The highest court yet to consider the legality of the FBI's controversial Abscam investigation gave it its blessing yesterday.

In a 7-to-2 decision, the full U.S. 3rd Circuit Court of Appeals reinstated the convictions of two Philadelphia city councilmen who had been recorded on videotape taking cash from undercover FBI agents.

The trial judge had overturned the jury's verdict in 1980, but yesterday the appeals court ruled that the jury was right in deciding the defendants were predisposed to commit a crime and therefore had not been entrapped by the agents, who posed as representatives of a fictitious Arab sheik. The court also ruled that the councilmen's constitutional rights to "due process" hadn't been violated by improper FBI conduct.

Sen. Harrison A. Williams Jr. (D-N.J.) and six House members who also were convicted on Abscam corruption charges have raised entrapment and due-process agruments similar to those rejected yesterday. Williams' sentencing is set for Tuesday and he faces an expulsion vote by the Senate later this month.
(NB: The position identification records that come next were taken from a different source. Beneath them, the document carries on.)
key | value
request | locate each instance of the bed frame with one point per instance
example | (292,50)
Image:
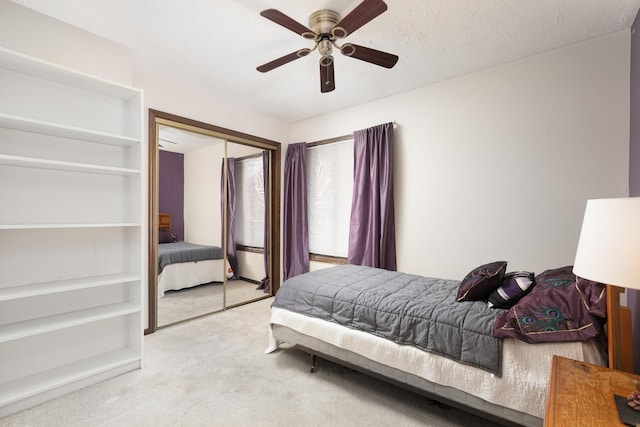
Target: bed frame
(618,331)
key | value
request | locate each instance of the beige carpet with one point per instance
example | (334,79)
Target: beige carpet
(212,372)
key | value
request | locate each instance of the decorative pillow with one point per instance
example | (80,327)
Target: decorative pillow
(559,308)
(515,285)
(481,281)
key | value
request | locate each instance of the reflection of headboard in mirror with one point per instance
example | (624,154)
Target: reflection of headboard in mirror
(164,221)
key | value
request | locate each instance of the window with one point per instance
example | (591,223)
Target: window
(329,192)
(249,220)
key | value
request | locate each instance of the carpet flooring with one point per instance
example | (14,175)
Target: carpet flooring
(213,372)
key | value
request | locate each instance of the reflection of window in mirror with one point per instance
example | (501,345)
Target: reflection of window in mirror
(249,226)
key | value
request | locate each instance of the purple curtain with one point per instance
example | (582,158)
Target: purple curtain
(296,228)
(266,283)
(372,231)
(231,213)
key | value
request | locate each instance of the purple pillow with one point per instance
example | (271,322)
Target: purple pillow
(559,308)
(481,281)
(515,285)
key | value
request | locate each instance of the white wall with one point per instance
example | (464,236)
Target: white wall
(202,215)
(38,35)
(498,164)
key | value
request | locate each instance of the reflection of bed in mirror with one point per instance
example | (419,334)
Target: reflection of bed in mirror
(184,265)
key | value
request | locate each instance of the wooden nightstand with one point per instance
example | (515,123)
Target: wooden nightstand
(581,394)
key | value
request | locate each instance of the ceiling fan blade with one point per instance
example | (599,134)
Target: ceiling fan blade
(363,13)
(289,23)
(327,78)
(283,60)
(367,54)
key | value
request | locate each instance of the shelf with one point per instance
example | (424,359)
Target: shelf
(42,325)
(75,225)
(54,129)
(16,292)
(10,160)
(24,64)
(34,384)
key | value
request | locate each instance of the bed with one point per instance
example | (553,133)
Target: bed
(184,265)
(342,314)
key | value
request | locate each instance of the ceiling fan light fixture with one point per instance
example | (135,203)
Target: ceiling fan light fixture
(324,47)
(348,49)
(327,60)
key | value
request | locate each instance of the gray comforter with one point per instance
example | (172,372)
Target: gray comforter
(405,308)
(173,253)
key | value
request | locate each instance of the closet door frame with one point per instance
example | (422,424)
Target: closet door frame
(156,118)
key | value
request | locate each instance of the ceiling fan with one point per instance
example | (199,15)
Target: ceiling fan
(326,28)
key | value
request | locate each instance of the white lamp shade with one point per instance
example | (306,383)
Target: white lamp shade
(609,247)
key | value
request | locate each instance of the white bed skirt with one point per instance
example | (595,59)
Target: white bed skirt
(526,368)
(189,274)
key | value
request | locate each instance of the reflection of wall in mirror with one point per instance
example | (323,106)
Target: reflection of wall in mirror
(171,189)
(202,213)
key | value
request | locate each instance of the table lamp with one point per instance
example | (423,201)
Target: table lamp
(609,252)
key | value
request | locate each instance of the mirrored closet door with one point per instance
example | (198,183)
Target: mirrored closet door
(210,189)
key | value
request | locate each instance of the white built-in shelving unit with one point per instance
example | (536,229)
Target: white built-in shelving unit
(72,230)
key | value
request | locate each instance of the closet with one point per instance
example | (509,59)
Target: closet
(205,220)
(72,230)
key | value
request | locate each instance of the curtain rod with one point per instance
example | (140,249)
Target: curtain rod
(337,138)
The Philadelphia case involves former City Council president George X. Schwartz and former council majority leader Harry P. Jannotti. They were convicted in September, 1980, on conspiracy charges after agreeing to use their influence to help the "sheik's" investments in the city.
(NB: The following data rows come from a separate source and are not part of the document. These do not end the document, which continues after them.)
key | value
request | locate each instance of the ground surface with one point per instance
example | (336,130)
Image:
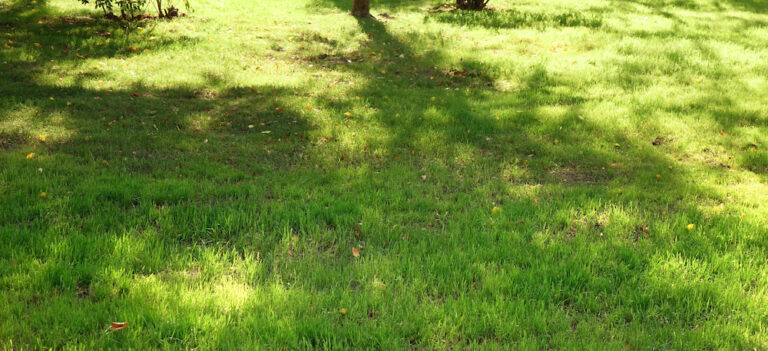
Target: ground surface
(563,174)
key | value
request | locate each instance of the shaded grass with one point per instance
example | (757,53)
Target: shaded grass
(516,19)
(500,186)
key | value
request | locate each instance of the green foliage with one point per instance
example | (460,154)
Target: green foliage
(236,179)
(132,9)
(471,4)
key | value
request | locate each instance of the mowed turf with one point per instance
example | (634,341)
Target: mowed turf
(278,175)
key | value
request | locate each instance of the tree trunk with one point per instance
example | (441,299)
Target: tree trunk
(361,8)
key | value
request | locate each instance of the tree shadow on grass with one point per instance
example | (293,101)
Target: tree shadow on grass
(179,175)
(516,19)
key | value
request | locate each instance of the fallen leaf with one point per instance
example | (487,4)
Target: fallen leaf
(115,326)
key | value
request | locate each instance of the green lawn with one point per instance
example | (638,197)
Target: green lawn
(278,175)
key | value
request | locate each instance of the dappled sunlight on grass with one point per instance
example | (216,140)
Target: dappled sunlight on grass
(287,176)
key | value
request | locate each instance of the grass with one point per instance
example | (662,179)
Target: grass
(207,178)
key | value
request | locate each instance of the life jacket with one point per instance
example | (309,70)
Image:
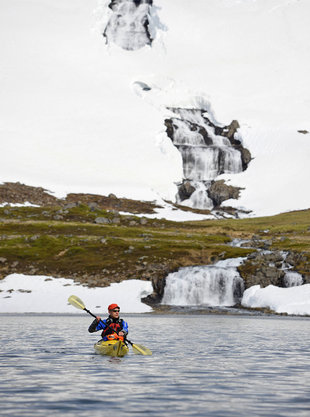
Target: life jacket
(113,326)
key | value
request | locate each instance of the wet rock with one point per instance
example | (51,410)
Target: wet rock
(128,26)
(219,192)
(102,220)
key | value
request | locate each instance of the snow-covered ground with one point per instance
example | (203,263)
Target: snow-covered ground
(75,119)
(40,294)
(294,300)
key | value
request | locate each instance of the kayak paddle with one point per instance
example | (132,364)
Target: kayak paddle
(137,348)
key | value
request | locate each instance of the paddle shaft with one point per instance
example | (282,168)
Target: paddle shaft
(106,325)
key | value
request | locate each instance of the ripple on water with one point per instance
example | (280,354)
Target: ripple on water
(206,365)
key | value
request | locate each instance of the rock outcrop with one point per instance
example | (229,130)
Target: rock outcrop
(208,150)
(128,26)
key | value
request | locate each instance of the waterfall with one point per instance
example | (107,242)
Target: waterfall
(128,26)
(292,279)
(207,151)
(216,285)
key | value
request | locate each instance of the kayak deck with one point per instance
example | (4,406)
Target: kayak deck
(111,348)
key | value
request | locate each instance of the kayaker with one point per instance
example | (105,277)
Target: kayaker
(110,326)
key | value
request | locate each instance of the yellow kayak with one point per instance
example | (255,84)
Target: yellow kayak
(111,348)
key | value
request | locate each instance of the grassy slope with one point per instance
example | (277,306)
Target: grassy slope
(54,241)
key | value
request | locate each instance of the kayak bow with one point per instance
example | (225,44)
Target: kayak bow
(111,348)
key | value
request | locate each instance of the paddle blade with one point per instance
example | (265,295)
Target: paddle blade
(141,350)
(76,302)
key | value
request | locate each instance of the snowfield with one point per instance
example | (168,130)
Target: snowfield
(75,119)
(41,294)
(78,115)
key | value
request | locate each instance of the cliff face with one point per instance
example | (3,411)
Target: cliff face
(208,150)
(128,26)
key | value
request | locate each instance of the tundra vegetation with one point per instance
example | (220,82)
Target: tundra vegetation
(95,246)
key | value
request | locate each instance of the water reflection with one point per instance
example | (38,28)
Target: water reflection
(201,366)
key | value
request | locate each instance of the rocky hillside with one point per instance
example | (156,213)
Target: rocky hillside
(84,237)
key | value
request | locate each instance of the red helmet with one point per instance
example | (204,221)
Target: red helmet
(112,306)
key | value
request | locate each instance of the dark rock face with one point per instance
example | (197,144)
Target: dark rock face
(219,192)
(271,268)
(208,150)
(155,298)
(128,26)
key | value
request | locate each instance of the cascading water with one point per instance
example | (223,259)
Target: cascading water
(216,285)
(128,26)
(207,151)
(292,279)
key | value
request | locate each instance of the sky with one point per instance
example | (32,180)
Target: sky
(73,118)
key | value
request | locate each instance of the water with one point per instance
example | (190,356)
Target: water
(210,285)
(202,365)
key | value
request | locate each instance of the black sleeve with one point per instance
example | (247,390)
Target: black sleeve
(93,327)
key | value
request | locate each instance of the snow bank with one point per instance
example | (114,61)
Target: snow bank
(294,300)
(74,121)
(41,294)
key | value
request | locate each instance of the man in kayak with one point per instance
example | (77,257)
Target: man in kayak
(111,326)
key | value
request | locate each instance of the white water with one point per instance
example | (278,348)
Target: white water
(126,26)
(205,285)
(205,154)
(292,279)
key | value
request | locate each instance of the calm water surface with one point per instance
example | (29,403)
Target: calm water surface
(202,365)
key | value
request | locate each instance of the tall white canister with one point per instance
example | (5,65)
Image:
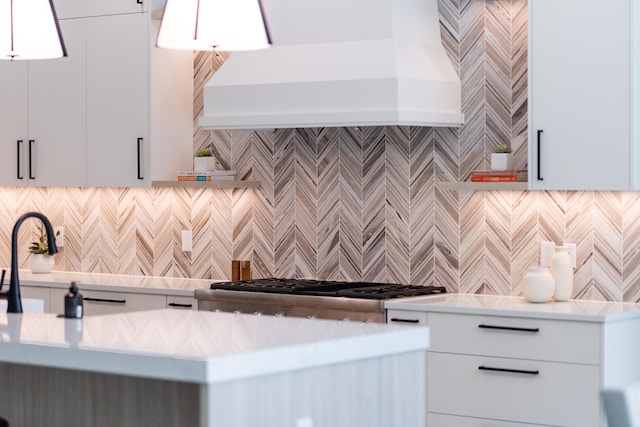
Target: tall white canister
(561,268)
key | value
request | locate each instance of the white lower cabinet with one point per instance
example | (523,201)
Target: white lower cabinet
(105,302)
(517,390)
(504,371)
(181,303)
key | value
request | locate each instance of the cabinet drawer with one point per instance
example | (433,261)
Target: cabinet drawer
(403,317)
(540,339)
(537,392)
(454,421)
(104,302)
(181,303)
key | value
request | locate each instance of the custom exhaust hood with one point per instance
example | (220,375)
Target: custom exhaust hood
(339,63)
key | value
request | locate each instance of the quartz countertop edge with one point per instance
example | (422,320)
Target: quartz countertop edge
(517,306)
(197,347)
(107,282)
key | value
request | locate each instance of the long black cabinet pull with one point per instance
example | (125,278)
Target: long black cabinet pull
(19,174)
(31,141)
(540,178)
(175,304)
(140,158)
(395,319)
(113,301)
(509,328)
(513,371)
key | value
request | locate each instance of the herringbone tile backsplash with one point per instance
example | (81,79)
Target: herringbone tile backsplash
(361,203)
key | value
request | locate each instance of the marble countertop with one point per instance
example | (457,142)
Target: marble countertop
(582,310)
(110,282)
(196,346)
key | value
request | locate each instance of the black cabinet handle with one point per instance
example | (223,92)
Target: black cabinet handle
(112,301)
(509,328)
(540,178)
(31,141)
(395,319)
(140,158)
(512,371)
(175,304)
(19,147)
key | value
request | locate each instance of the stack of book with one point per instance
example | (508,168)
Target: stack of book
(229,175)
(496,176)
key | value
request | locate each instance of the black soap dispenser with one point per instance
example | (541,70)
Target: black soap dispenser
(73,303)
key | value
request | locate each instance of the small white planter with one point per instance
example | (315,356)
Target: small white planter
(204,163)
(500,161)
(41,264)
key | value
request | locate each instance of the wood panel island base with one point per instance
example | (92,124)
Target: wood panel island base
(191,368)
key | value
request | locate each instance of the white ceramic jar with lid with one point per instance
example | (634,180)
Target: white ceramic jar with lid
(561,268)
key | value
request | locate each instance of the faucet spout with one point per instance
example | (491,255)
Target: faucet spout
(14,302)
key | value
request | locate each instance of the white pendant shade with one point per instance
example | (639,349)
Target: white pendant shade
(213,25)
(29,30)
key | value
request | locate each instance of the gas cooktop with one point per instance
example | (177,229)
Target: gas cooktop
(328,288)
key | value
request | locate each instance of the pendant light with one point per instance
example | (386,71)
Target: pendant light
(213,25)
(29,30)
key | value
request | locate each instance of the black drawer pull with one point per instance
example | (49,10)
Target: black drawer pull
(540,178)
(114,301)
(513,371)
(175,304)
(140,158)
(509,328)
(395,319)
(19,176)
(31,142)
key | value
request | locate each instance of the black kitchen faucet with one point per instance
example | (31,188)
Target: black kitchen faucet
(14,302)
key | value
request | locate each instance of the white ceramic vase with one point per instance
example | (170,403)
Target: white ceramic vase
(538,285)
(500,161)
(561,268)
(41,264)
(204,164)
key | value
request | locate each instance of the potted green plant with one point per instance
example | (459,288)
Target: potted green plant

Richard Sprague, Schwartz's lawyer, said his client will appeal the decision to the Supreme Court. "We hope the Supreme Court will recognize this as the very important case it is," he said.

The trial judge, John P. Fullam, threw out the convictions in November, 1980, saying the defendants' conduct was disgusting, but finding it was more important to protect "the rights of all citizens not to be led into criminal activity by governmental overreaching . . . . "
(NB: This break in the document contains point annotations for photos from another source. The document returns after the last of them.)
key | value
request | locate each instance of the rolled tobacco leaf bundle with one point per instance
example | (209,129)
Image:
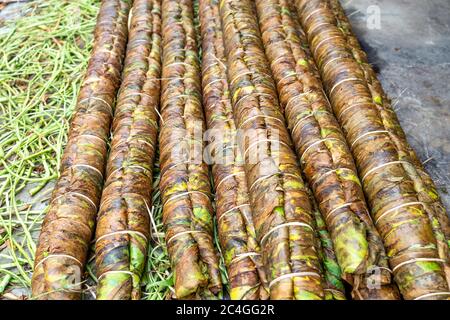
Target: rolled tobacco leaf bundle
(123,223)
(282,213)
(185,185)
(323,152)
(233,211)
(333,286)
(405,205)
(68,226)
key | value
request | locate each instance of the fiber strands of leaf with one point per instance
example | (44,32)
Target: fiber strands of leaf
(324,155)
(405,205)
(282,210)
(234,214)
(185,186)
(68,226)
(123,224)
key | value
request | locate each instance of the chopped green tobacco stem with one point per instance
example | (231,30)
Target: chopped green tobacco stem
(68,226)
(320,144)
(123,223)
(282,210)
(234,215)
(402,197)
(185,186)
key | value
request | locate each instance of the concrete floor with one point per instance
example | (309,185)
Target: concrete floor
(411,53)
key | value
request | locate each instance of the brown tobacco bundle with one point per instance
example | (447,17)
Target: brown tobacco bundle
(323,151)
(405,205)
(234,214)
(123,224)
(68,226)
(282,210)
(333,286)
(185,186)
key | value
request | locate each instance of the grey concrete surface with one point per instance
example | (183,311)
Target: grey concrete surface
(411,54)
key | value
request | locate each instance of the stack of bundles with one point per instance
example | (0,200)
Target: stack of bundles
(234,214)
(323,152)
(185,186)
(282,210)
(123,224)
(68,226)
(404,202)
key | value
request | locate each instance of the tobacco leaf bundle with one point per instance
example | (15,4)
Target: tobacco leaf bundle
(185,186)
(282,211)
(68,225)
(333,286)
(233,211)
(324,155)
(405,205)
(123,224)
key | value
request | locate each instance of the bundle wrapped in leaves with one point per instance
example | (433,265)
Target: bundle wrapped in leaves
(282,210)
(403,199)
(323,152)
(123,224)
(233,211)
(333,286)
(68,226)
(185,186)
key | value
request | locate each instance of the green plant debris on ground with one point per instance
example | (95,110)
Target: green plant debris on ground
(43,57)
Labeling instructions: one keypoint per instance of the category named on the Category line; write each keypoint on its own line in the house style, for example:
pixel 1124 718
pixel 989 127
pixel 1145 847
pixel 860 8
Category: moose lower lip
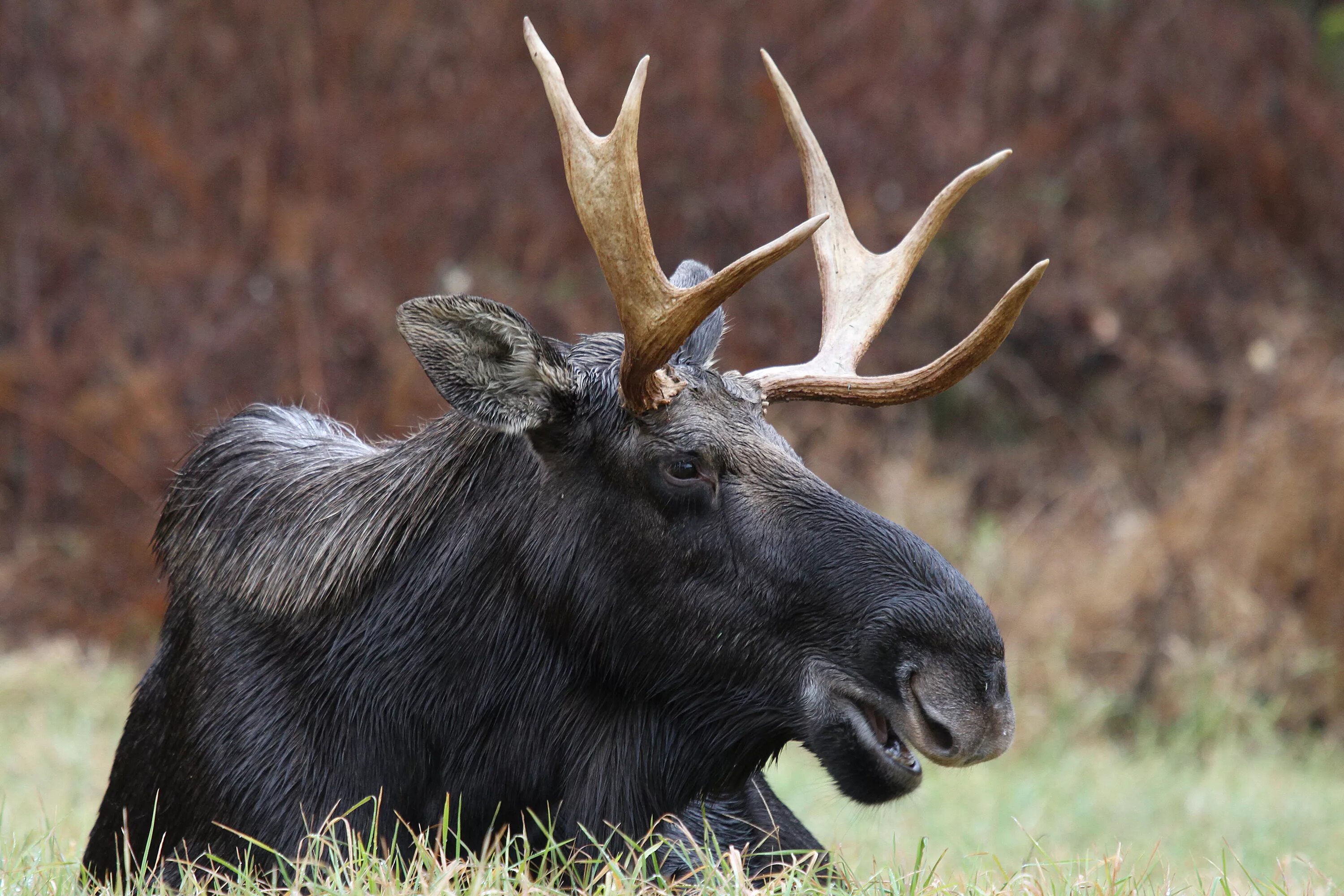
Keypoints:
pixel 893 747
The 70-page majority opinion was written by Judge Delores Sloviter. She said the dissenting opinion "simply glosses over the salient fact, which is inescapable because of the videotape record: defendants accepted the money readily, unprotestingly, even casually, without ever once attempting to use their consummate political skill to say, as diplomatically as the circumstances required, 'Thanks, but no thanks.' "

Judge Ruggiero Aldisert said in the 35-page dissent that "the division of the court in this extremely important entrapment case reflects fundamental and irreconcilable differences in the values attached to two primary integrants of the American tradition of justice: to what extent should federal judges assume the responsibility for protecting American justice traditions, and to what extent should federal judges endorse tactics of the kind used by the FBI in this case?"

"The majority opinion read like a paean to the FBI for its conduct in this case; but as an American citizen and as a federal judge, I find that conduct revolting."